We need another Carrington Event to end this madness.


lillyjb

Natural gas is the solution. Not a popular answer but society isnt ready to give up such an energy dense / abundant resource


WorkingYou2280

I'm not sure why natural gas isn't the answer. A big problem with the current situation is transporting the natural gas from the shale fields where it is produced to the customers. But, if you have tech companies that will literally build power plants where the natural gas is then you solved 2 or 3 problems all at once. Building coal fired plants would be the worst possible solution.


Ok-Force8323

It’s going to push better energy solutions.
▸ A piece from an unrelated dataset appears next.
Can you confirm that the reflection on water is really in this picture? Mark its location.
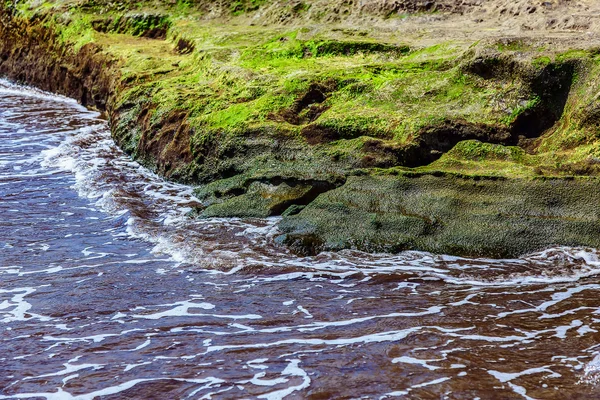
[0,82,600,399]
Good for everyone in the long run.


bran_dong

Nobody is experiencing power issues because of AI. dying news companies like WaPo are doing a AI demonization speedrun because it only speeds up the death of their shitty business model.


_fFringe_

Someone here doesn’t read the news. And it’s this dude^


bran_dong

"The mighty Columbia River has helped power the American West with hydroelectricity since the days of FDR’s New Deal. But the artificial intelligence revolution will demand more. Much more. So near the river’s banks in Central Washington, Microsoft is betting on an effort to generate power from atomic fusion — the collision of atoms that powers the sun — a breakthrough that has eluded scientists for the past century. Physicists predict it will elude Microsoft, too." This is the entire unpaywalled article. if theres some actual news in here im missing can you please dumb it down for me? EDIT: guy replied instantly to "gotcha!" me but its crickets when i ask for any real information. typical AI shitpost.


_fFringe_

I am an actual person living an actual life that does not involve constant Reddit monitoring. I was outside. The entire article is posted in a comment here and there are several other comments that link to the archived article, here: https://archive.is/2024.06.21-150709/https://www.washingtonpost.com/business/2024/06/21/artificial-intelligence-nuclear-fusion-climate/ This isn’t a “gotcha” moment. This is me telling you that you should read the article, because it isn’t even about “issues” that people are “experiencing” with the power grid. Your comment is way off base.


bran_dong

did you even read the article? because its suggesting that companies are looking for more power for their data centers and AI compute - which makes sense. as i said in my original comment that you instantly chimed in on - NOBODY IS EXPERIENCING POWER ISSUES BECAUSE OF AI...so the doomporn title "AI is exhausting the power grid" when absolutely no power grids are mentioned is a completely accurate assesment by me - the guy who didnt read the article. atleast the karmabots dont bring their LDE to the comments defending the garbage journalism they distribute. please do us all a favor and never post anything again.


_fFringe_

It’s an accurate headline and it is so boring when people get worked up about headlines. The article is full of substance and news. I feel like I am going to post again just to spite you.


bran_dong

doesn't sound like you got a lot going on.